All of us were in attendance including Eugene who displayed no side effects after the defeat of his Red Sox. In fact, he was suspiciously silent on the subject. To prod him, we made sure he was aware of the availability of sting ray on the menu and even our collective eagerness to order it in some preparation would not illicit any type of self-pitying response. Thus is the demeanor of the now jaded Red Sox fan.

The menu was large and our waitress intent on speeding up our ordering. Though her English was shaky, she was not shy about making suggestions, especially in the quantity of our orders. When we suggested an appetizer of  nasi lemak, a rice platter served with curried chicken, salty spiced pungent anchovies, and hard-boiled eggs, she wanted to know how many orders. When we asked if one was enough, coupled with two orders of roti canai, an Indian-style pancake served with a chicken curry gravy, and tahu goreng, deep fried bean curd stuffed with bean sprouts and sprinkled with a peanut sauce, she shook her head adamantly and said, “No.

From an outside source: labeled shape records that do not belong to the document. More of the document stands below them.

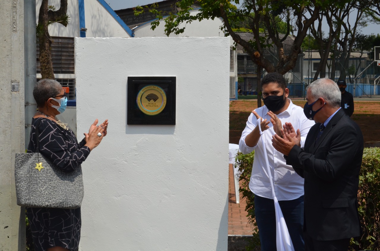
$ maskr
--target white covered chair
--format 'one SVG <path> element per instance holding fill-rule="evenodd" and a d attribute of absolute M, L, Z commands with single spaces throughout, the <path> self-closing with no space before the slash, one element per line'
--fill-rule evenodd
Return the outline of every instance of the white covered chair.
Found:
<path fill-rule="evenodd" d="M 229 163 L 233 165 L 233 169 L 234 171 L 234 184 L 235 186 L 235 194 L 236 196 L 236 203 L 240 202 L 240 196 L 239 195 L 239 178 L 241 174 L 239 172 L 239 168 L 235 167 L 235 157 L 239 151 L 239 145 L 236 144 L 228 144 L 228 152 L 230 161 Z"/>

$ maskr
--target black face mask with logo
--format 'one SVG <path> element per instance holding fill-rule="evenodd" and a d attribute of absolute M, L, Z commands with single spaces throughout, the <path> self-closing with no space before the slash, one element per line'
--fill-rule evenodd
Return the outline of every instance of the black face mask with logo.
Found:
<path fill-rule="evenodd" d="M 273 112 L 277 111 L 281 109 L 285 105 L 285 91 L 282 96 L 277 95 L 269 95 L 265 99 L 263 99 L 264 104 L 269 111 Z"/>
<path fill-rule="evenodd" d="M 319 100 L 319 99 L 318 99 L 315 101 L 311 103 L 310 105 L 307 104 L 307 102 L 305 104 L 305 105 L 304 106 L 304 113 L 305 114 L 305 116 L 306 116 L 308 119 L 310 120 L 314 120 L 314 116 L 315 115 L 315 113 L 319 111 L 319 110 L 322 109 L 322 107 L 317 111 L 313 110 L 313 105 L 314 105 L 315 103 Z M 325 103 L 325 105 L 326 103 Z"/>

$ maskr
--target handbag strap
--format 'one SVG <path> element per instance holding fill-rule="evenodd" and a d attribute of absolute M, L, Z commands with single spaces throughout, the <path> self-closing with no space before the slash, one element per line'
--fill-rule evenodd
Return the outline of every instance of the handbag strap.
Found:
<path fill-rule="evenodd" d="M 40 122 L 38 122 L 38 124 L 37 124 L 37 126 L 36 126 L 36 152 L 37 153 L 40 153 L 40 131 L 38 130 L 38 127 L 40 127 L 40 124 L 42 122 L 42 119 L 40 119 Z M 40 154 L 37 154 L 37 158 L 38 160 L 38 163 L 40 163 Z"/>
<path fill-rule="evenodd" d="M 38 127 L 40 124 L 42 122 L 42 120 L 40 119 L 37 126 L 36 127 L 36 145 L 37 149 L 37 152 L 40 153 L 40 131 L 38 130 Z"/>

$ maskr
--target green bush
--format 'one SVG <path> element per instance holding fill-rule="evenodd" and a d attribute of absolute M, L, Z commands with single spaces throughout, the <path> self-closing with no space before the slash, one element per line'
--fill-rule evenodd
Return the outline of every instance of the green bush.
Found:
<path fill-rule="evenodd" d="M 255 220 L 255 202 L 253 193 L 249 185 L 253 162 L 253 152 L 243 154 L 239 152 L 236 164 L 242 173 L 239 179 L 239 191 L 247 202 L 245 210 L 249 223 L 255 227 L 251 245 L 247 250 L 260 246 L 260 240 Z M 378 250 L 380 248 L 380 148 L 364 148 L 363 161 L 359 176 L 358 199 L 358 211 L 361 219 L 363 234 L 351 240 L 350 250 Z"/>
<path fill-rule="evenodd" d="M 364 148 L 359 176 L 359 213 L 363 235 L 352 241 L 351 250 L 380 248 L 380 148 Z"/>

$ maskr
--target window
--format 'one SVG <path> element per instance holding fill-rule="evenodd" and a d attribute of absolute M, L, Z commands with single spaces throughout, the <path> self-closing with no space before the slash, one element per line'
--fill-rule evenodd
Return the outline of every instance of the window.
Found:
<path fill-rule="evenodd" d="M 250 57 L 247 57 L 247 73 L 255 73 L 257 71 L 257 68 Z"/>
<path fill-rule="evenodd" d="M 235 57 L 236 54 L 236 50 L 230 50 L 230 71 L 235 71 L 235 64 L 236 63 Z"/>
<path fill-rule="evenodd" d="M 238 72 L 245 72 L 244 69 L 244 56 L 238 56 Z"/>
<path fill-rule="evenodd" d="M 52 37 L 52 38 L 54 42 L 51 44 L 51 59 L 54 74 L 74 74 L 74 38 Z M 41 73 L 38 41 L 36 47 L 37 73 Z"/>
<path fill-rule="evenodd" d="M 73 78 L 57 78 L 55 80 L 62 85 L 62 87 L 69 88 L 68 99 L 75 99 L 75 80 Z"/>
<path fill-rule="evenodd" d="M 313 71 L 317 71 L 319 67 L 319 62 L 313 63 Z"/>

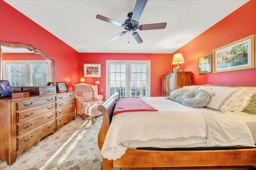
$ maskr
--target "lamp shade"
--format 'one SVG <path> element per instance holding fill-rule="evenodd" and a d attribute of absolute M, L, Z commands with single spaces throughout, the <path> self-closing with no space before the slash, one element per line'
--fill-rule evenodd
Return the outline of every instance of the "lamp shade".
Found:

Two!”

Golden aromatic clams

When I, on name alone, wanted to order the “drunken clams” she shook her head. “This is no good,” she said. “Have this instead,” she said pointing to the clams in “aromatic flavor.” I wasn’t sure, but pretty confident that debating the choices was not an option. With the clams, the aforementioned sizzling aromatic sting ray, hokkien udang mee, a shrimp broth soup with noodles, fish cake, eggs, and greens, and one of our Malaysian favorites, beef rendang, here subtitled cleverly on the menu as “Love Me Tender,” which, of course, when it comes to beef rendang, is the only way to appreciate it, we thought we had enough, even for our crew.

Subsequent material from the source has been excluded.